Art and the Labor of Being

What I Want to Be When I Grow Up

Opening a gallery and everything that led me to here.

Katia Dermott's avatar
Katia Dermott
Jun 29, 2025
∙ Paid

I grew up homeschooled on a farm in rural Maine, barefoot and dust-laden. I knew from an early age I did not want to be a farmer. For as long as I can remember, I’ve had some take on haptodysphoria, causing me to shiver and prickle with discomfort when I touch surfaces like the roof of my car or feel dirt drying on my fingers. As a farm child, this proved difficult. Each summer I was required to work 10 hours a week and I did everything I could to avoid it. Because of my bizarre touch sensitivities, I often landed in the packing shed, washing vegetables in ice-cold well water until my hands turned a bright marbled red. On the weekends, I’d go to the farmers’ market and make change for customers as a form of homeschool learning––practical and applicable math.

Sometime around 3rd grade, I was going to an alternative school part-time. These were the years of the Twilight craze.
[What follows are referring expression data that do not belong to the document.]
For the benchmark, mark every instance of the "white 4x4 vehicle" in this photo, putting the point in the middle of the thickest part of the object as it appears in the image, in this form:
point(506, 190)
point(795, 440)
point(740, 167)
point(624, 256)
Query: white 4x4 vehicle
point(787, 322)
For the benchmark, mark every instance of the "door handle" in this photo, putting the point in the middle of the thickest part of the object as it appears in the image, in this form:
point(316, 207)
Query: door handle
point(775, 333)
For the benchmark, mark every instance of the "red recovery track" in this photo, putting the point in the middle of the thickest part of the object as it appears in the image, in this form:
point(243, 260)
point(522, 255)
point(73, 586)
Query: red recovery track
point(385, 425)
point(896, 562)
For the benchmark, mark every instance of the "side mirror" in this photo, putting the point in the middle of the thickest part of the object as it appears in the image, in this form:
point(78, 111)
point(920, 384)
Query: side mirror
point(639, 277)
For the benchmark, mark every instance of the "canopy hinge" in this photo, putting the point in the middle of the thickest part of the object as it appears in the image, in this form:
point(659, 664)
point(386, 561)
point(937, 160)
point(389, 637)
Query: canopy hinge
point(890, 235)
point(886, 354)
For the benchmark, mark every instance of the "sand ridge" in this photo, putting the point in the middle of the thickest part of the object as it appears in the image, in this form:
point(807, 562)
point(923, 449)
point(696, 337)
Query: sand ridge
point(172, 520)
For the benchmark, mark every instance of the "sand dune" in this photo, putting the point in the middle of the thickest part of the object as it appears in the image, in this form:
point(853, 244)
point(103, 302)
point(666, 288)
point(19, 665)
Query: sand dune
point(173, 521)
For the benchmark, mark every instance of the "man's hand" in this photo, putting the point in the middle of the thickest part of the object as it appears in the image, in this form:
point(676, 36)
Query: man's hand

Girls walked around clutching New Moon to their chests and gushing to our teacher, Jon, about the plot. He was a good sport. The kind of guy who would bring cookies in for the whole school and jokingly hand them out saying “one for you, one for me, one for you, one for me” until the plate on his desk was heaped with more cookies than a single person could even eat. Somehow, they always made their way back into gen pop by the end of the day.
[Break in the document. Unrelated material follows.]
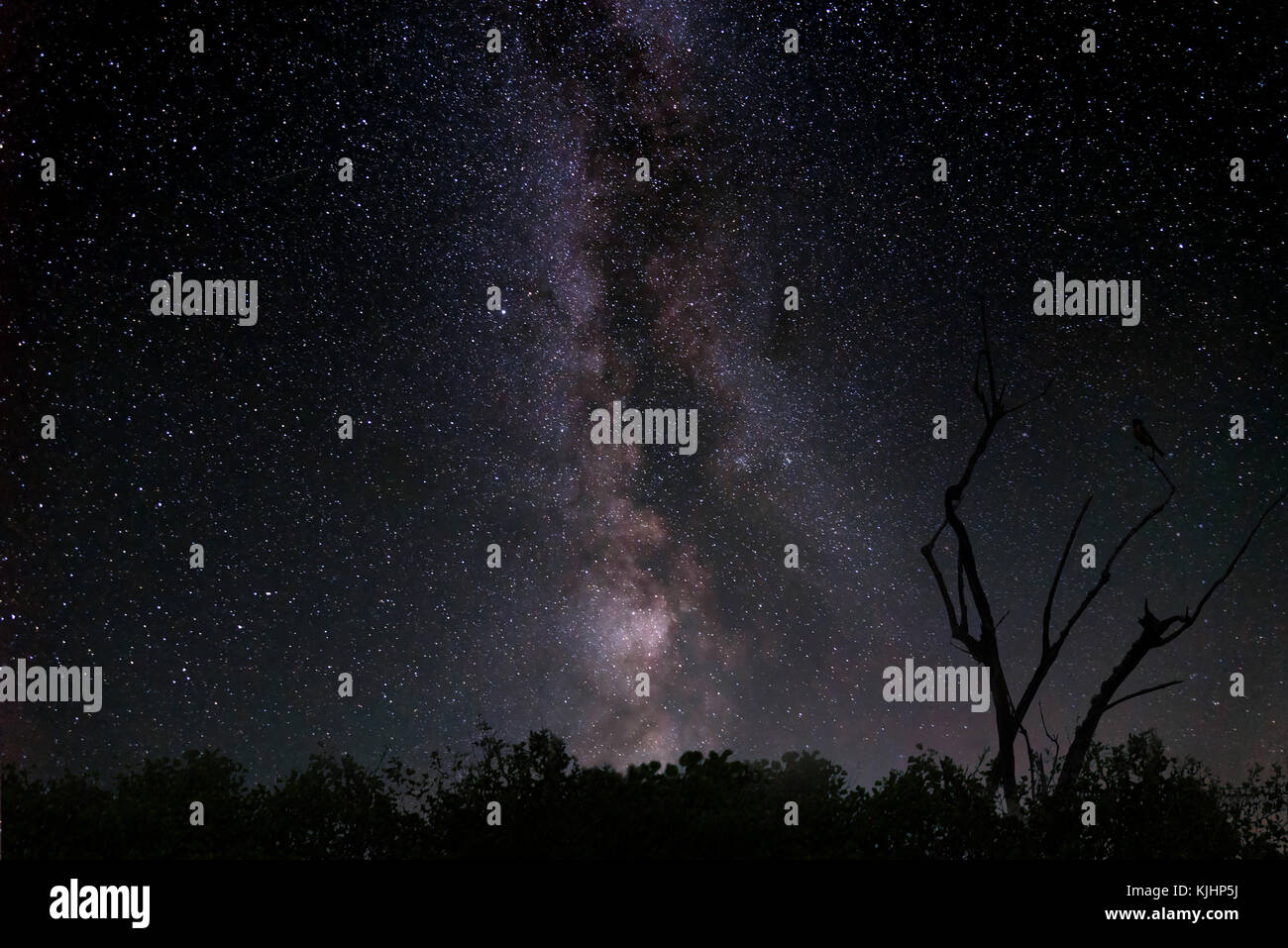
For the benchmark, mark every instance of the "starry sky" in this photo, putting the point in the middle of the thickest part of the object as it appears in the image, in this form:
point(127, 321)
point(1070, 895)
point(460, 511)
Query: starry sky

There was one girl at this school that I wanted to be friends with desperately. She had thin, straight blond hair, glasses, and always wore pink. She was team Edward, not my team, but I forgave her. She was quiet and smart and beautiful and way too cool to hang out with me. I wore hand-me-downs and Merrell slip ons that my mom bought me. Emma wore fuzzy cardigans, shiny shoes, and little silver necklaces that probably came from Claire’s, but to me, they were decadent. It wasn’t just her personality, her clothes, and literary taste––she also had the rare cool mom. Emma’s mom had the most perfect ponytail, slung over one shoulder, effortlessly messy. I always wanted my ponytail to look like that. She was a waitress at a restaurant in Belfast, the restaurant with the coveted brownie sundae that I was only allowed on special occasions and only if I shared it with the whole table. In the yearbook that year I wrote my dream job: waitress.